Managing Criminal Justice Organizations: An Introduction to Theory and Practice, 3rd Edition, covers the formal and informal nature of the organizations involved in criminal justice. Kania and Davis provide an introduction to the administration, organization, and management of criminal justice organizations. This management aspect is the key to ensuring the proper running of criminal justice agencies in their efforts to combat crime. The book begins by discussing the eight principles of public management: leading, organizing, deciding, evaluating, staffing, training, allocating, and reporting. It then describes management positions in criminal justice. These include police and law enforcement management; managing the prosecution of criminal suspects; managing bail, bond, and pretrial detention services; managing victim and witness services; managing the judicial system; and managing adult corrections. The remaining chapters cover the pioneers and predecessors of modern public service management theory; leadership in criminal justice; bureaucracies and organizational principles; decision making and planning; performance evaluation, appraisal , and assessment; staffing and personnel issues; training and education for criminal justice; allocation of organizational resources; information management and organizational communications; and future issues in criminal justice management.

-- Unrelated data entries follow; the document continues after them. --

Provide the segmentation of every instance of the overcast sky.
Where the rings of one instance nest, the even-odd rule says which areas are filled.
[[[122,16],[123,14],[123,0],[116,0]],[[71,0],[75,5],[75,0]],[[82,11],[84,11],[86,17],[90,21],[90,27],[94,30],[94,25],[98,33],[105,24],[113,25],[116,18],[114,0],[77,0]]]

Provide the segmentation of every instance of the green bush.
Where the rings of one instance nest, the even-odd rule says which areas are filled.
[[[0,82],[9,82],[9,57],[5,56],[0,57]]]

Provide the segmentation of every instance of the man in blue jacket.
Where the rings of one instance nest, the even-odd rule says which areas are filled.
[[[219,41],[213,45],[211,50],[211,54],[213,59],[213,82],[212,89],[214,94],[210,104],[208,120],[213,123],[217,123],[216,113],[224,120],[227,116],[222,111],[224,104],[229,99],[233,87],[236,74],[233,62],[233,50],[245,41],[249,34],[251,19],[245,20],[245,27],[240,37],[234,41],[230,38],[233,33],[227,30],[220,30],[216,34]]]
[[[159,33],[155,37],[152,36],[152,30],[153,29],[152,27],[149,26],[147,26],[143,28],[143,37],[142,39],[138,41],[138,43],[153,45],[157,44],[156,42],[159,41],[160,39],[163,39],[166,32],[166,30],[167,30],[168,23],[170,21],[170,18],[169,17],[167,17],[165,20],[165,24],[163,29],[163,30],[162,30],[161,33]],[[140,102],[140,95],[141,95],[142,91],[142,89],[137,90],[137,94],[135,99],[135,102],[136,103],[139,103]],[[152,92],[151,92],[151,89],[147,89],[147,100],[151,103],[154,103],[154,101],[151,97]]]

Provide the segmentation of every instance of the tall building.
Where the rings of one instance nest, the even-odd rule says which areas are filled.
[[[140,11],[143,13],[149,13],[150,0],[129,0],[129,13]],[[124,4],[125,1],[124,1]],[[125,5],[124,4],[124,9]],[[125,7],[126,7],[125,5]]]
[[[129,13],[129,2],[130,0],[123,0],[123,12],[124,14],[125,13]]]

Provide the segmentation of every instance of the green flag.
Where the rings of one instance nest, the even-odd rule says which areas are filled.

This text is suitable for introductory criminal justice management courses, preparing students to work in law enforcement, corrections, and the courts. The companion website offers case studies, test banks, lecture slides, and handouts, exercises and forms for use in class.
Table of Contents
1. An Introduction to Criminal Justice Management
2. Management Positions in Criminal Justice
3. Historical Antecedents
4. Leading in Criminal Justice
5. Organizing Criminal Justice
6. Decision-Making and Planning
7. Evaluating, Appraising, and Assessing Performance
8. Staffing and Personnel Issues
9. Training and Education for Criminal Justice
10. Allocating Key Organizational Resources
11. Reporting for Criminal Justice: Information Management and Organizational Communications
12. Future Issues in Criminal Justice Management
Richard Kania joined Jacksonville State University in 2005. He served as the department head of Criminal Justice for a number of years and has stayed on as a professor. He had been at the University of North Carolina at Pembroke since 1999, leading their Department of Sociology and Criminal Justice. Kania served in the Army in Berlin and in Vietnam. He also was a city police officer, and that experience led him to direct his focus to a teaching career in criminal justice.
Richards P. Davis is a Professor and Department Head for Criminal Justice at Jacksonville State University in Jacksonville, Alabama. He also directs JSU’s Center for Applied Forensics and Center for Best Practices in Law Enforcement.